Campos de batalla y buenas constumbres.
Fuente: IntraMed 

Siempre me digo que no lo voy a hacer otra vez, pero vuelvo. Empecinadamente regreso a los congresos de psiquiatría. Alguien como yo –que no es psiquiatra- cae en la tentación de recorrer las salas de conferencias buscando algo que no sabe muy bien qué es, pero que allí no está. Con la impunidad que me da la ignorancia puedo observar como un turista atento, pero irremediablemente extranjero, lo que allí sucede. Como en ninguna otra especialidad médica en estos lugares se libra una batalla. Aunque nadie la nombre, aunque quienes se enfrentan se saluden con una civilizada amabilidad y se prodiguen elogios y promesas de integración, allí se disputa un territorio. Hay varios congresos dentro de éste. Es una experiencia curiosa para quien es ajeno a la “tribu” recorrer las salas y escuchar lo que allí se dice.

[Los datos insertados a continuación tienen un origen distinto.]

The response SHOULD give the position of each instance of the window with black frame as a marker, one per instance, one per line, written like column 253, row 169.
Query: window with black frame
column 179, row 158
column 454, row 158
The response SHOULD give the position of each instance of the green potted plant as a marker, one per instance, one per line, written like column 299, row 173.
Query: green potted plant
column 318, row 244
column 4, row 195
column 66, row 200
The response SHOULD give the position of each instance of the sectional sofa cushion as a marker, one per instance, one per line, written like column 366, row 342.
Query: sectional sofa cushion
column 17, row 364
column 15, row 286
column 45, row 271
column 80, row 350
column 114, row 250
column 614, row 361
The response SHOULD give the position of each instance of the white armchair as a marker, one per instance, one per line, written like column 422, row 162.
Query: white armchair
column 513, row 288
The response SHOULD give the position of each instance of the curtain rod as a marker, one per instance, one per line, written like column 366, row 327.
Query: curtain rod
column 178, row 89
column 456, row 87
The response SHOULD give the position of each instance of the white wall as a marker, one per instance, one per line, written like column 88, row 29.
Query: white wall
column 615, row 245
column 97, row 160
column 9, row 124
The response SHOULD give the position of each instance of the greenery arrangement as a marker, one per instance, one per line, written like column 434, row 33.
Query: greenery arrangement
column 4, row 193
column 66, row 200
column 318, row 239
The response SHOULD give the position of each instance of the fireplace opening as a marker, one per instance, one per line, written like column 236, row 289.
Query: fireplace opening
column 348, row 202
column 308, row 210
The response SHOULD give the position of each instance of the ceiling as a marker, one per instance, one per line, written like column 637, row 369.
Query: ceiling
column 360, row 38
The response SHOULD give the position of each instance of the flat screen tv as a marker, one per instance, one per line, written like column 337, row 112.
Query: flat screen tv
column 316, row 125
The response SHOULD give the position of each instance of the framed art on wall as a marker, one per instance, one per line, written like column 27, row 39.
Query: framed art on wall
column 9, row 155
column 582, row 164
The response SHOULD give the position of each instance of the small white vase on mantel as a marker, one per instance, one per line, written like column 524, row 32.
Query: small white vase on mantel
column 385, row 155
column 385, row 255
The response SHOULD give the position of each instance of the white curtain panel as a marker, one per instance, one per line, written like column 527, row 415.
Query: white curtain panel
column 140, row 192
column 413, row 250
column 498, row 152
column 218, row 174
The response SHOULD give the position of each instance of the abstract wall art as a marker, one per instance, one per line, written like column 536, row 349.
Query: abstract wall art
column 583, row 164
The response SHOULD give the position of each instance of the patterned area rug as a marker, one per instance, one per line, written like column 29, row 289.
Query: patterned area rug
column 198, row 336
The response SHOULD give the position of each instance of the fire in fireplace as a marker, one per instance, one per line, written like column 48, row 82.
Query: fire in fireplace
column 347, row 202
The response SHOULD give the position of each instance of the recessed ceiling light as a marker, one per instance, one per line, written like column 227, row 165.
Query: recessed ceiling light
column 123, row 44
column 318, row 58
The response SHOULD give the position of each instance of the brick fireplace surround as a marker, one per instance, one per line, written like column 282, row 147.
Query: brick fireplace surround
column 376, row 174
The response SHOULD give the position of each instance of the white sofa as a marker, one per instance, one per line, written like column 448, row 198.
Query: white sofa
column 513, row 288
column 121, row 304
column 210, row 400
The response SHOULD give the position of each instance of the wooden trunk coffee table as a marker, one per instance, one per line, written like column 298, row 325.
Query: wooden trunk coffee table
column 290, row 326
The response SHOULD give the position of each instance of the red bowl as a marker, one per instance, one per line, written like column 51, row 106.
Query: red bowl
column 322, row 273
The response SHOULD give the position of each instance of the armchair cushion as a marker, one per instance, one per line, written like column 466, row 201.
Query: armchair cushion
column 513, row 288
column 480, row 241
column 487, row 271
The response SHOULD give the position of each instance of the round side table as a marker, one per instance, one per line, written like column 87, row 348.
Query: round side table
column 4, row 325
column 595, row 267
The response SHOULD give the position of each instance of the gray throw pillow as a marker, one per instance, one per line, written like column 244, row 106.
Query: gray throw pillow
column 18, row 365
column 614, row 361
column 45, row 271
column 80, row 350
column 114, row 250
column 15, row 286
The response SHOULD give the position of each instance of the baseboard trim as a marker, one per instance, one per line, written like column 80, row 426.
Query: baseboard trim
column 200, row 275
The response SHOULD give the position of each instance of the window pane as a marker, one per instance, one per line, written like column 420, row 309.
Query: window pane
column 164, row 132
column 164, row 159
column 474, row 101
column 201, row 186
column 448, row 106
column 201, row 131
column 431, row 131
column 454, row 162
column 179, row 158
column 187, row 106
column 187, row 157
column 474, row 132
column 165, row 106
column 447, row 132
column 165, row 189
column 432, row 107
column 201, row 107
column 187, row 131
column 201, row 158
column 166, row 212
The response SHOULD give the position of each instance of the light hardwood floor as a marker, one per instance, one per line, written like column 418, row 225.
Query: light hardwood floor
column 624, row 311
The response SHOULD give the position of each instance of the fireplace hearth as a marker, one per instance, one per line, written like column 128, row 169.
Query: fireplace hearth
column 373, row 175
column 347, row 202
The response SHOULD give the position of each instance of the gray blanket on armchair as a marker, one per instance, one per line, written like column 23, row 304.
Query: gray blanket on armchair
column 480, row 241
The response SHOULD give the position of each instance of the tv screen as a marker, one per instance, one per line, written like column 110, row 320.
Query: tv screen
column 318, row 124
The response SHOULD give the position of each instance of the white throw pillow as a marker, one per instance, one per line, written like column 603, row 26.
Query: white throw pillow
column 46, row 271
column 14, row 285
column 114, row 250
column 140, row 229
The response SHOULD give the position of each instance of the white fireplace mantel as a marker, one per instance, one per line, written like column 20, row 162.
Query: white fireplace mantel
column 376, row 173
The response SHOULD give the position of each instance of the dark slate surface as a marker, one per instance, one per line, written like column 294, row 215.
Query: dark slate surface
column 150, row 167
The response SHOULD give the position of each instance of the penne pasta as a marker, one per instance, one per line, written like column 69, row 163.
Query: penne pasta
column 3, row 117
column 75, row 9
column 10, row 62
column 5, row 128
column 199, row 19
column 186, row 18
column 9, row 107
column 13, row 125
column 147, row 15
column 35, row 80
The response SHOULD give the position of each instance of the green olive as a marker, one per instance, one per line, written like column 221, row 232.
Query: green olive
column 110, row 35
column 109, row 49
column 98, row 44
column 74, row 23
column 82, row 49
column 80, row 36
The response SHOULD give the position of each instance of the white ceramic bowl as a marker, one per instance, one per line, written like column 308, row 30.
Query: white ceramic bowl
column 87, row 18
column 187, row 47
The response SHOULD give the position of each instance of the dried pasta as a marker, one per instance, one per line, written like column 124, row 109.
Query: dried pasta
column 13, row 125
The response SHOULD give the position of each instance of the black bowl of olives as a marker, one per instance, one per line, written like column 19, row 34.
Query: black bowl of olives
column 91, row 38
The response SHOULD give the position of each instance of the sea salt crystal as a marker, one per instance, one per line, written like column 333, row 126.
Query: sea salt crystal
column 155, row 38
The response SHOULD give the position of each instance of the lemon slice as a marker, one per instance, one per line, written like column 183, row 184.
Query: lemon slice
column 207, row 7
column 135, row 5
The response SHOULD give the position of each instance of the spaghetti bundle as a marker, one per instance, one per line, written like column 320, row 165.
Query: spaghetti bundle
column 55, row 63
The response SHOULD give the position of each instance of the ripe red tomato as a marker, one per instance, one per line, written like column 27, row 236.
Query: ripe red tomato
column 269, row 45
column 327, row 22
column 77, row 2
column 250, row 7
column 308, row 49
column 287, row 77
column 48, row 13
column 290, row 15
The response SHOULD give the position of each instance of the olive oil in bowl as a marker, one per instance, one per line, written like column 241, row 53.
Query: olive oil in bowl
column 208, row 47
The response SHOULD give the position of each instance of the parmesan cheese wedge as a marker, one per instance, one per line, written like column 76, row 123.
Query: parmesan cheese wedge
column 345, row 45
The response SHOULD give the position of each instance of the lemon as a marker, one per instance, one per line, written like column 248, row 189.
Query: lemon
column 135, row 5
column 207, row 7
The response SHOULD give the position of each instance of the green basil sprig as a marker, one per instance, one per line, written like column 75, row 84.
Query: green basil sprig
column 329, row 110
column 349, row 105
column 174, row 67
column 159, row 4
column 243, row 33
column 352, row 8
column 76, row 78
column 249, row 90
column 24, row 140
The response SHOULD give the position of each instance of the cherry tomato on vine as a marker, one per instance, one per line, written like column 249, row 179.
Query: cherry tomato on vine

En la sala “A” alguien muestra evidencias acerca de las consecuencias del trastorno de déficit de atención, sus criterios de diagnóstico y las opciones de tratamiento. En la sala “B” otro afirma que el TDAH no existe, que sólo se trata de otra estrategia de control social para disciplinar a los niños y vender pastillitas. En la planta baja alguien encuentra en un dibujo de un pavo real hecho por un paciente los signos inocultables de la esquizofrenia. Sus ojos desmesuradamente abiertos y sin párpados, las líneas rectas del ave y la grafía de la firma del paciente señalan la enfermedad para quien se siente capacitado para interpretarlo y lo hace con mucha destreza. Nadie cuestiona su interpretación. Minutos más tarde, en el primer piso, otro conferencista encuentra las evidencias de la misma patología pero en otras imágenes que describe con una brillantez extraordinaria. Allí los signos se encuentran en la separación de los surcos de la corteza cerebral, en los signos de paquigiria y en la dilatación de los ventrículos que él puede ver pero otros consideraron normal. Por estos salones la palabra que suena más fuerte es “Yo”.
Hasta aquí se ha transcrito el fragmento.